When the mind of a mechanician is occupied with the contrivance of a machine, he must wait until, in the midst of his meditations, some happy combination presents itself to his mind which may answer his purpose. Yet upon analysing the mental operations by which the nascent contrivance is gradually made to assume form and consistency, it will generally be observed, that the motions of the machine are the principal subject of contemplation, rather than the forces applied to it, or the work it has to do. For every machine will be found to consist of a train of pieces connected together in various ways, so that if one be made to move they all receive a motion, the relation of which to that of the first is governed by the nature of the connection. The work which the machine has to do will require that the pieces appropriated to this work shall move with respect to each other in some given manner, and the forces applied to the machine to set it in motion must also move the piece which receives them in some other manner. Thus the question of contriving a machine by which a given kind of power may be made to perform given work, is reduced to a problem of mere motion-to a question of connecting the pieces which receive the power and those which do the work; so that when the first move according to the law required by the economy of the power, the last shall necessarily receive the motion which will enable them to do the work. There are, of course, many essential considerations of force and arrangement which must be entered into before the machine can be completed, but they admit of being abstracted in the first instance; and it is only by so doing that we can hope to create a science of mechanism. Yet this view seems to have presented itself but lately, with due clearness, to the minds of

writers on this subject; and it may be interesting to trace the history of its rise and progress.

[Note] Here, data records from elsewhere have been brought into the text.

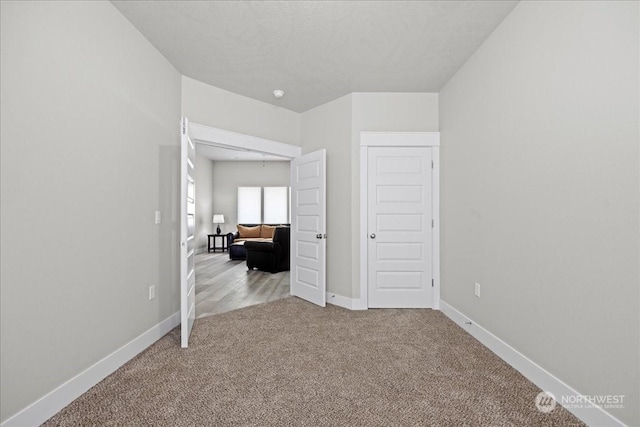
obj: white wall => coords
[346,93,439,298]
[302,95,353,297]
[440,2,640,425]
[0,1,180,421]
[210,161,291,237]
[194,155,217,253]
[182,76,300,146]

Apart from the writings on the science of Mechanics, the history of which is well known, a number of books have been produced from time to time, having for their subject Machinery. At first, however, the leading principle of classification in these is derived from the purpose for which each machine is designed, and accordingly these books are either confined to machines destined for one particular kind of work, as in the early treatises of Valturius (1472) and Agricola (1550) on warlike and mining machinery respectively; or else they are collections of machines classed and described with reference to the objects for which they are constructed; divided, for example, into machines for raising water, for grinding flour, sawing timber, and so on. The earliest of these collections are the treatises of Besson (1569), Ramelli (1580), Strada (1618), Zonca (1621), Branca (1629), Bockler (1662); and the list might be continued without interruption to the present day.* The voluminous Theatrum Machinarum' (1724) of Leupold, although it falls under the same description, yet in its first volume contains the first attempt to consider the parts of machinery separated from their work, and referred to the modifications of motion. And although these parts are made to follow the usual mechanical powers, and are mixed up with considerations of force, yet we find chapters on the crank, on cams, on machines for converting a circular motion into a rectilinear, or a back and forwards motion, and for converting a back and forwards motion into a continued circular motion, and so on. This must, in fact, be considered as the first attempt to produce a systematic treatise on Mechanism. But the first clear statement of the true principles upon which the science of Kinematics must be based, was made by Euler,

*This list might be preceded by Vitruvius, Book x., the works of Hero and other Greek mechanists, &c. Vide Veterum Mathematicorum Opera. Par. 1693.